The PMC crisis came to light after it suffered large losses due to loans taken out. Police in Mumbai submitted the first information report against promoters of Housing Development and Infrastructure Ltd (HDIL) – Sarang Wadhawan and Rakesh Kumar Wadhawan – and former managing director of PMC Joseph Thomas, for alleged collusion to deceive the bank to 4300 Rorsów crore, press agency Press India announced on Monday.

PMC did not mention the insolvency of the loan by HDIL in its annual report and continued to grant loans even though the company was admitted because of insolvency. PMC's exposure to HDIL accounts for nearly 73 percent of the total R 8,880 crore loan portfolio as of September 19, PTI said it is nameless.

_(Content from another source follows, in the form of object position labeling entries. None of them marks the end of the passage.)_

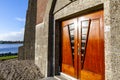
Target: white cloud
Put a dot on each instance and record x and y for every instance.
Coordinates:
(12, 36)
(20, 19)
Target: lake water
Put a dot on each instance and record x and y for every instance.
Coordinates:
(6, 48)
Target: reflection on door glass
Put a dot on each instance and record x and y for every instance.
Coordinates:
(84, 32)
(71, 32)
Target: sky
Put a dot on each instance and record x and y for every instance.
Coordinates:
(12, 19)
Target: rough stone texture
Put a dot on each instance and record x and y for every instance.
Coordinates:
(20, 53)
(112, 37)
(29, 36)
(41, 43)
(19, 70)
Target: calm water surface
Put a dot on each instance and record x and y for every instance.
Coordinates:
(6, 48)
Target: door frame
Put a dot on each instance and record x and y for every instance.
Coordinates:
(57, 37)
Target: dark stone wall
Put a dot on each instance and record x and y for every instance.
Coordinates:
(41, 8)
(27, 51)
(29, 37)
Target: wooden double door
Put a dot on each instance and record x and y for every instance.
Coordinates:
(83, 47)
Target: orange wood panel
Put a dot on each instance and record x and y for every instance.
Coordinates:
(93, 67)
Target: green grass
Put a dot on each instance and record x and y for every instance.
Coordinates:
(8, 57)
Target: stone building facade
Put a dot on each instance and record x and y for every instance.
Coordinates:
(42, 33)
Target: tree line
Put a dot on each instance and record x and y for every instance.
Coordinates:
(8, 54)
(10, 42)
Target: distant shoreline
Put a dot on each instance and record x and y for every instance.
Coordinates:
(11, 42)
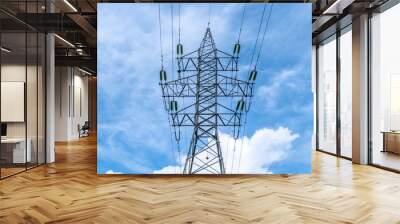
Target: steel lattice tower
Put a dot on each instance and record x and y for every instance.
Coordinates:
(207, 78)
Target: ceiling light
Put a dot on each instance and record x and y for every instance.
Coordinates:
(84, 71)
(5, 50)
(70, 5)
(64, 40)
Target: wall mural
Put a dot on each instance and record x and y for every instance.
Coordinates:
(204, 88)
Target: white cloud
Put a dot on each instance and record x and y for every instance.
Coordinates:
(112, 172)
(258, 152)
(282, 80)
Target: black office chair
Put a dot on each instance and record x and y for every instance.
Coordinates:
(84, 130)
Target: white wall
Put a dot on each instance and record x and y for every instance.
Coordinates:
(70, 83)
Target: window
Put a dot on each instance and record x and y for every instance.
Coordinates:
(327, 95)
(346, 92)
(385, 88)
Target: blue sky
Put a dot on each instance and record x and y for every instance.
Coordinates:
(134, 136)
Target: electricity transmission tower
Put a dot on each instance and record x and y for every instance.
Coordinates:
(215, 97)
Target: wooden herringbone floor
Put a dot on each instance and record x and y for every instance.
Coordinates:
(70, 191)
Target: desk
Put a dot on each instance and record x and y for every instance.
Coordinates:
(18, 150)
(391, 141)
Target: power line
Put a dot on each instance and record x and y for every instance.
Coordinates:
(209, 14)
(179, 23)
(241, 22)
(161, 45)
(258, 34)
(265, 31)
(172, 40)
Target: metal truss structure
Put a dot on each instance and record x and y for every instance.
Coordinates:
(215, 97)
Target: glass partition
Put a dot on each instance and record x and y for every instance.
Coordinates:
(385, 89)
(14, 153)
(327, 95)
(22, 101)
(346, 92)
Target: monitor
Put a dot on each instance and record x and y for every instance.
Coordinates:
(3, 129)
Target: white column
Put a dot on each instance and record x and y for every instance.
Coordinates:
(50, 92)
(360, 90)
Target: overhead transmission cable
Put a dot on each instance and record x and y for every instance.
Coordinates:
(162, 70)
(258, 34)
(177, 135)
(161, 45)
(255, 66)
(209, 14)
(241, 22)
(236, 51)
(265, 31)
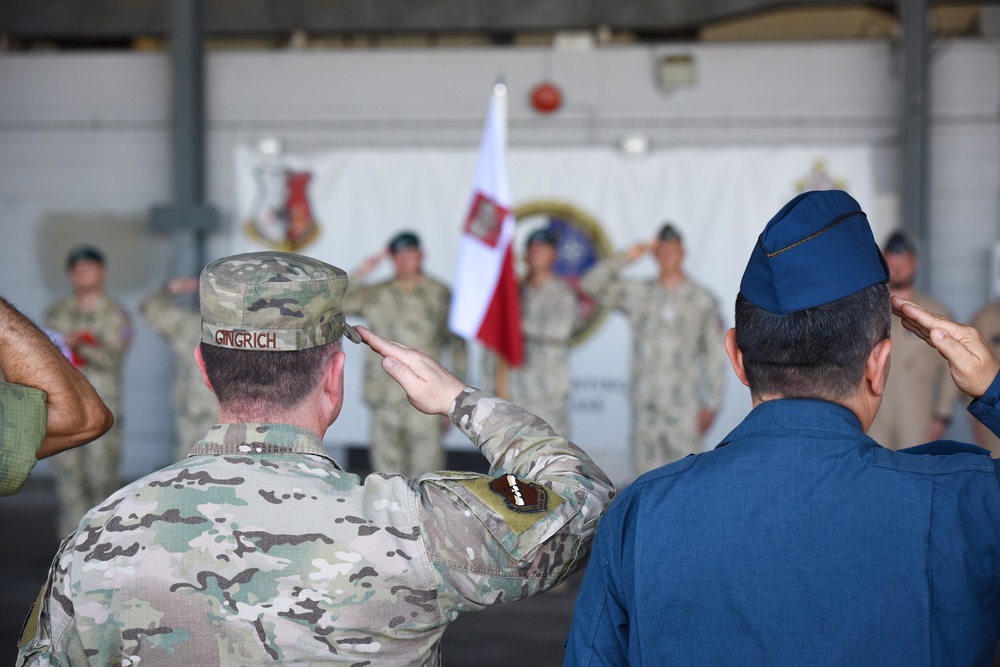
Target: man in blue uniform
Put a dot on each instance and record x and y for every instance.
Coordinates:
(799, 539)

Although HDIL does not repay, bank officials did not classify loans as non-performing advances and deliberately concealed information from the RBI, police said in a statement.

The depositors of cooperative banks are in a relatively high risk zone, since the supervision and administration of these entities is subject to state governments and the central bank. The central bank cannot take any action against banks unilaterally, but it can suggest to the government a plan that has the highest authority deciding whether the bank should continue or close.